基本的には市民の自主的サークル活動の場になっています。

 現在では、指定管理団体(伊丹シルバー人材センター)の方が、運営に当たっておられます。
職員さんたちも、主たる職務は施設の維持、管理にあるようです。
館長を含め公務員ですから、定期的に配置転換があり、担当者は入れ替わっていきます。 
さらに、職員さんたちは当然音楽に関しては素人であり、施設の管理はともかく、
ホールとしてオルガニストを抱え、コンサートを企画、運営して行くためには、
多大な困難があり、それを乗り越えてやられていることは想像に難くありません。
施設の維持・管理の業務に比べると、コンサートの企画などは非日常的な仕事に違いありません。
その中で、職員さんたちは本当によくやってくださっていると感じます。

 オルガニストのことなど色々と問題もあるかと思いますが、
ただ残念なのは、年に数回のコンサートだけではなく、
もっとこのパイプオルガンを活用して伊丹市民のために広く開放する方法はないのかなあ、ということです。

現状では、伊丹市は公共のパイプオルガンが設置されてる数少ない地方自治体である、
ということすら知らない方も多いのではないでしょうか。

 本来であれば、伊丹市にはサンシティホールを含めると、音楽に利用できるホールは4つもあるのですから、
専任の音楽監督ないしはプロデューサーがいて、コンサートはその方の企画によって運営されて行くのが良いと思いますが、
そのプロデューサーを採用する判断基準を含めて、自治体ということから、難しい問題もあるのかもしれません。
せめてパイプオルガンという楽器が特殊なのであれば、その中から主任オルガニストを選定し、
その意見を採り入れていくようにすればどうでしょうか。

 また、サンシティホールのような環境にどうしてパイプオルガンが設置されたのか、ということをもっと考えて、
利用してみるべきでしょう。

 サンシティホールのオルガンは、ホールの床からほんの少しだけ高くなっていますが、
他のホールのオルガンに比べると、ほとんど同一面といってよい位置に据えられています。

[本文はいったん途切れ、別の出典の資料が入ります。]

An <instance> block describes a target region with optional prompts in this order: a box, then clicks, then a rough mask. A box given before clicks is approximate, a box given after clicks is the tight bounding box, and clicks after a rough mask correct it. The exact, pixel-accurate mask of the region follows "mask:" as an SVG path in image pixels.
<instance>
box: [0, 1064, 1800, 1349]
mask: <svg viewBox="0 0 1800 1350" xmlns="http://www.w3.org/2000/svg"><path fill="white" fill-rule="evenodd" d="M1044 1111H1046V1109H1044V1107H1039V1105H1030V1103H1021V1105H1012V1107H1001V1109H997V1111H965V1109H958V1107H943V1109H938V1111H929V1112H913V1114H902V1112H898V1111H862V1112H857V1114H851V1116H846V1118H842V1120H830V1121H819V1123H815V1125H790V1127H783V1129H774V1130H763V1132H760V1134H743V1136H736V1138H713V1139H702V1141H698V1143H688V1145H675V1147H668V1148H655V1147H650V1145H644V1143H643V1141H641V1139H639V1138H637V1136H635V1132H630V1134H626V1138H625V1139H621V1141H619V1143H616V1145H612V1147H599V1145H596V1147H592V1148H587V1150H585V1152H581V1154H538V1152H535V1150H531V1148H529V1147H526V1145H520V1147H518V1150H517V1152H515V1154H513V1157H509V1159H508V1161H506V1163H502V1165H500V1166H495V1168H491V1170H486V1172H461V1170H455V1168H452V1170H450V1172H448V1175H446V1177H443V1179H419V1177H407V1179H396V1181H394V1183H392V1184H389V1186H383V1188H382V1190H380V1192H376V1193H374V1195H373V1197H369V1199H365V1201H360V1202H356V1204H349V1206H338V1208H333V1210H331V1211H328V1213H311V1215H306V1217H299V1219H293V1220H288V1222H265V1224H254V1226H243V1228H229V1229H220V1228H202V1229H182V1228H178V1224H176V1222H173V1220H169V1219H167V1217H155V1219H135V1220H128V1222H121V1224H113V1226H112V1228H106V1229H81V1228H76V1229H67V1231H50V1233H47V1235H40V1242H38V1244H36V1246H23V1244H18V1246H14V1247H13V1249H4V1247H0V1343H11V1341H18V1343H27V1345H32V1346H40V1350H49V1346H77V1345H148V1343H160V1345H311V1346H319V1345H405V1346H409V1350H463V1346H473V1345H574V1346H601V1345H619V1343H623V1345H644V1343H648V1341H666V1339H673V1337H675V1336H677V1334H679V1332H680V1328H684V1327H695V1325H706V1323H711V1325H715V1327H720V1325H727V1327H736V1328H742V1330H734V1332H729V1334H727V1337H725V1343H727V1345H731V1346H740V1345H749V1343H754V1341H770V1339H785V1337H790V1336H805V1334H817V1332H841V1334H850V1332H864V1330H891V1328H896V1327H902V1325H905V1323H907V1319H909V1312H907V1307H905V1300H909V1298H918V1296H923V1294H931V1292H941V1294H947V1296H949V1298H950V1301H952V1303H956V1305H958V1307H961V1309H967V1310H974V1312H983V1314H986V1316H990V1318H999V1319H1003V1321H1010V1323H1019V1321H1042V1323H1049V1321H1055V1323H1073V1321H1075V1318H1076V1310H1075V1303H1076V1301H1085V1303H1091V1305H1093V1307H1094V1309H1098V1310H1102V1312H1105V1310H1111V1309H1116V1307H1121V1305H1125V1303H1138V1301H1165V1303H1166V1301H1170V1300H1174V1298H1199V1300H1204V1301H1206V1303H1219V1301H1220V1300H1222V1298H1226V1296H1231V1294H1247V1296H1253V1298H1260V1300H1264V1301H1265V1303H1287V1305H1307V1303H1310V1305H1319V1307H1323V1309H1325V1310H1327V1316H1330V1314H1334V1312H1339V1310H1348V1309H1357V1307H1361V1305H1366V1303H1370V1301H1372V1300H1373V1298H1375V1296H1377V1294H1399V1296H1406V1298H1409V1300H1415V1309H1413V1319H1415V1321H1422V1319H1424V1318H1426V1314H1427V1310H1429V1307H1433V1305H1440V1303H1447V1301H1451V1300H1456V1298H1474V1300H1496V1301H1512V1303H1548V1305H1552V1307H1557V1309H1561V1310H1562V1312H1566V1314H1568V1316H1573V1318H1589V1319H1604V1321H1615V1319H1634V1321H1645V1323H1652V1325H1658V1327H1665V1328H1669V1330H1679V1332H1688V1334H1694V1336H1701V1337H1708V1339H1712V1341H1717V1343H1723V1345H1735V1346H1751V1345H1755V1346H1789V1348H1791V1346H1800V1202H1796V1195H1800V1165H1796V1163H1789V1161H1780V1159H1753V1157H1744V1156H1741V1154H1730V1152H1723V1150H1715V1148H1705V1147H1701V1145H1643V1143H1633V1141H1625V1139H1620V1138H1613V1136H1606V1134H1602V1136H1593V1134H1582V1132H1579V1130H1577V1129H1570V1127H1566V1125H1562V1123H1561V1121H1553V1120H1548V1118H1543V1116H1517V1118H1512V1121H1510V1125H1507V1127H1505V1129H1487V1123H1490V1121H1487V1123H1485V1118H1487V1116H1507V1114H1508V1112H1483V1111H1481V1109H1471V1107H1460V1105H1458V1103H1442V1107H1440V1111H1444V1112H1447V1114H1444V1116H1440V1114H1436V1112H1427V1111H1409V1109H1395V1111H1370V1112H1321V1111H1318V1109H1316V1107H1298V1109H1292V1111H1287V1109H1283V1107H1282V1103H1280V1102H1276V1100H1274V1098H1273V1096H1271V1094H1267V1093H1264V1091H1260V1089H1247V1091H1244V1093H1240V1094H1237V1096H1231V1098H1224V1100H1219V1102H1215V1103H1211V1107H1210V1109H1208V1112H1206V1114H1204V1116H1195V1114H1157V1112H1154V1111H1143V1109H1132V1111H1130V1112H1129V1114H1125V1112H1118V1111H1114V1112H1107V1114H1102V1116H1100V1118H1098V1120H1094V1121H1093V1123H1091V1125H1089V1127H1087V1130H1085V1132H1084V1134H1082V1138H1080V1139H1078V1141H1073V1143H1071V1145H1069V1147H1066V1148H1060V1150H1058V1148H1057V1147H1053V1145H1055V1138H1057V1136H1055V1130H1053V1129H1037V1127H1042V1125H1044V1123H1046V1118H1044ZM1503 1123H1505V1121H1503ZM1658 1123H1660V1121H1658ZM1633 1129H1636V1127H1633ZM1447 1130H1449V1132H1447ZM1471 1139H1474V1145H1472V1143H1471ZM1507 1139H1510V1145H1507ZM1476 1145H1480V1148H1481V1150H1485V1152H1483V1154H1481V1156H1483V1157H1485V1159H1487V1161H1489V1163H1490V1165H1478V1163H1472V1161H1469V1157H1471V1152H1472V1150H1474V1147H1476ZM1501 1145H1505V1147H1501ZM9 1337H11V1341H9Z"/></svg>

形ばかりのバリカーはあるものの、ごく間近で観ることができます。
当然、演奏中はオルガニストの手や足の動きの全てを観ることが出来ます。
最前列では演奏者がパイプを吹くつもりで演奏している息吹まで伝わってきます。
また、2階の回廊からは、ガラス製の背部スウェルからその内部を見ることも可能です。

こんなオルガン、私は他では見たことありません。
また、ホールの響きも素晴らしく、ヨーロッパの石造りの教会のような残響があります。
このような環境ですから、来館者の中にはオルガンに興味を持たれる方も多く、
そのような市民の方に何ができるのか、何をすべきなのか、
私も伊丹の一市民としてこれから一緒に考えていけたらなあと思います。